Using SSL with JBoss

Author:Tom Coleman <tcoleman@autowares.com>

Introduction

Adding SSL (Secure Socket Layer) support is simple using JBoss 2.4 with either Tomcat or Jetty Web containers. The specific releases used were JBoss 2.4 BETA Rel_2_4_0_23 with Tomcat 3.2.2, and JBoss-2.4.0_Jetty-3.1.RC8-1.

The target system was a RH Linux 6.2 system using the Sun 1.3 JDK and Sun's Secure Socket Extension, JSSE 1.0.2.

Outstanding Deployment Issues

Multiple site certificates. Support of certificates for multiple sites is currently under discussion. Please post your requirements to the forums or the jboss-user mailing list.

Contributors:

  • Scott Stark

Installation & Configuration

  1. Download JSSE

    If you are using JDK 1.3 or 1.2, JSSE is optional. Download it from Sun's JSSE Page. Jump through the hoops as required.

    If you are using JDK 1.4, JSSE is included. But then, JDK 1.4 is another story.

  2. Install JSSE

    Follow steps 1 through 5 of the JSSE installation instructions.

    If you need to run 'keytool' on your system to create and/or import certificates, copy the JSSE jars to $JAVA_HOME/jre/lib/ext.

  3. Generate a Server Key and Certificate

    The following shell script can be used to create a "self-signed" server certificate for testing:

    The keystore file will be generated in the directory from which you run keytool. Copy the keystore file to an appropriate directory.

     
    keytool -genkey -alias tomcat -keyalg RSA \
       -dname 'CN=your.domain.com, OU=Skunk Works Unit, O=Your Organization, L=Your Location, S=Your State, C=US' \
       -keypass changeit \
       -storepass changeit \
       -keystore server.keystore
    	
    

    It should be possible to import existing certificates generated with OpenSSL using keytool. See the section Importing SSL certificates in the Tomcat documentation.

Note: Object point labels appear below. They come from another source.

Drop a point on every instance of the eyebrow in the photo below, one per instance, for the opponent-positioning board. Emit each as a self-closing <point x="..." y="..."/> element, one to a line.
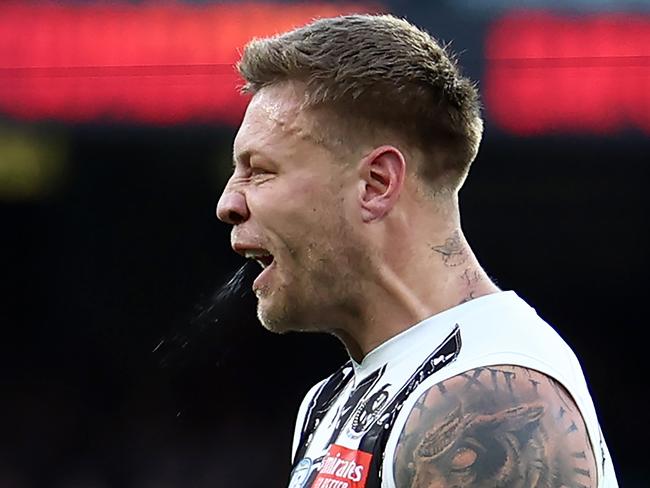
<point x="248" y="153"/>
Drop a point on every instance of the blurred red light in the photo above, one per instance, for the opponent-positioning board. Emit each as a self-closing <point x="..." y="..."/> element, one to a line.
<point x="547" y="73"/>
<point x="154" y="62"/>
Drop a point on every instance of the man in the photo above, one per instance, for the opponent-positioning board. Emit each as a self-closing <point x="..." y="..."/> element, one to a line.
<point x="347" y="167"/>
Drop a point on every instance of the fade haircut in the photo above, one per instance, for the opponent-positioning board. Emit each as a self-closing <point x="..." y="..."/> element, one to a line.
<point x="378" y="73"/>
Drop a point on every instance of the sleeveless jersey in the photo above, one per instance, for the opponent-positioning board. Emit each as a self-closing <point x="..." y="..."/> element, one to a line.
<point x="348" y="424"/>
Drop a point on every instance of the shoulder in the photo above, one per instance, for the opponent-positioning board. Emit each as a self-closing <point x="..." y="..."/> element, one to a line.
<point x="504" y="426"/>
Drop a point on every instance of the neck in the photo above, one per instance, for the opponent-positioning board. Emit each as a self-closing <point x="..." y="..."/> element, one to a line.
<point x="421" y="280"/>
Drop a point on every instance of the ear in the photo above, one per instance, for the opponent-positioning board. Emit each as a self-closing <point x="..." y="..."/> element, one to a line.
<point x="382" y="174"/>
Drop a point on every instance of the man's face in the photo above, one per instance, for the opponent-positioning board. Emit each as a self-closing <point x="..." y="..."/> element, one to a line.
<point x="291" y="204"/>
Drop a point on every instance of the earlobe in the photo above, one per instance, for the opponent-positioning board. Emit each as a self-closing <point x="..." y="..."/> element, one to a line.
<point x="382" y="177"/>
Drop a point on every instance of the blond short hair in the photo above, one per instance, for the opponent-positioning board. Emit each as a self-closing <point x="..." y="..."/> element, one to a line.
<point x="378" y="72"/>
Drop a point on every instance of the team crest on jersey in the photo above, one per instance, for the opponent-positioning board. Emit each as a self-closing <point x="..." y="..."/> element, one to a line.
<point x="342" y="468"/>
<point x="300" y="473"/>
<point x="368" y="412"/>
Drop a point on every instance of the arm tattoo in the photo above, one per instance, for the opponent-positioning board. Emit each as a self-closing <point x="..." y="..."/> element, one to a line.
<point x="502" y="426"/>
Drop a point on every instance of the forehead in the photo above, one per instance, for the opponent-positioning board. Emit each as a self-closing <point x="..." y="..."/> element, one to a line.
<point x="274" y="117"/>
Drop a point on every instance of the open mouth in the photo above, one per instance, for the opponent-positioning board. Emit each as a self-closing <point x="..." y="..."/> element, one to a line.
<point x="264" y="258"/>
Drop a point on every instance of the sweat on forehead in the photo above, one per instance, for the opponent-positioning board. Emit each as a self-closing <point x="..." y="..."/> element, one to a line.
<point x="281" y="106"/>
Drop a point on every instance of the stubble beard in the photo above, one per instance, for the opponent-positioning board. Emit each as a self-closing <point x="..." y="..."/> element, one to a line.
<point x="312" y="299"/>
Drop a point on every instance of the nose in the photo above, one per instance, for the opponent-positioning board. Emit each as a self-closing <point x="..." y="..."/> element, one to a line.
<point x="232" y="208"/>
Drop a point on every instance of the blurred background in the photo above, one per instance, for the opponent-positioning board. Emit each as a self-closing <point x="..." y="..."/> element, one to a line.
<point x="126" y="362"/>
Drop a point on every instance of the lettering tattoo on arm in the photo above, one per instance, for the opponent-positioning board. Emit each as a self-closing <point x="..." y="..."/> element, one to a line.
<point x="502" y="426"/>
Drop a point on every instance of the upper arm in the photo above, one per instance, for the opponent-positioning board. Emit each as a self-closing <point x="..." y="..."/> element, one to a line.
<point x="504" y="426"/>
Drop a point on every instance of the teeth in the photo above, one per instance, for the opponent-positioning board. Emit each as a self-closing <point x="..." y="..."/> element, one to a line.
<point x="259" y="255"/>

  4. Configure Web Container

    If using Tomcat - Find the section in the Tomcat server.xml configuration file that starts with, "Uncomment this for SSL support". Uncomment the following section, and insert the location of your server key.

     
    <Connector className="org.apache.tomcat.service.PoolTcpConnector">
        <Parameter name="handler" 
            value="org.apache.tomcat.service.http.HttpConnectionHandler"/>
        <Parameter name="port" 
            value="8443"/>
        <Parameter name="socketFactory" 
            value="org.apache.tomcat.net.SSLSocketFactory" />
        <Parameter name="keystore" value="/usr/java/jakarta-tomcat-3.2.2/server.keystore" /> 
        <Parameter name="keypass" value="changeit" /> 
    </Connector>
    	
           

    Copy the JSSE jars to your $TOMCAT_HOME/lib directory.

    If using Jetty - Find the section in the $JBOSS_JETTY_HOME/conf/jetty/jetty.xml configuration file that starts with, "Uncomment this to add an SSL listener". Uncomment the following section, and insert the location of your server key.

     
    <Call name="addListener">
      <Arg>
        <New class="com.mortbay.HTTP.SunJsseListener">
          <Set name="Port">8443</Set>
          <Set name="MinThreads">5</Set>
          <Set name="MaxThreads">255</Set>
          <Set name="MaxIdleTimeMs">50000</Set>
          <Set name="Keystore"><SystemProperty name="jetty.home" default="."/>/etc/server.keystore</Set>
    	   <Set name="Password">changeit</Set>
    	   <Set name="KeyPassword">changeit</Set>
        </New>
      </Arg>
    </Call>
    	
           
  5. Start JBoss

    Start JBoss and point your browser to https://your-server-name.your-domain:8443 to test your SSL implementation.

    If using "self-signed" certificates, you may have to import your test certificate into your browser.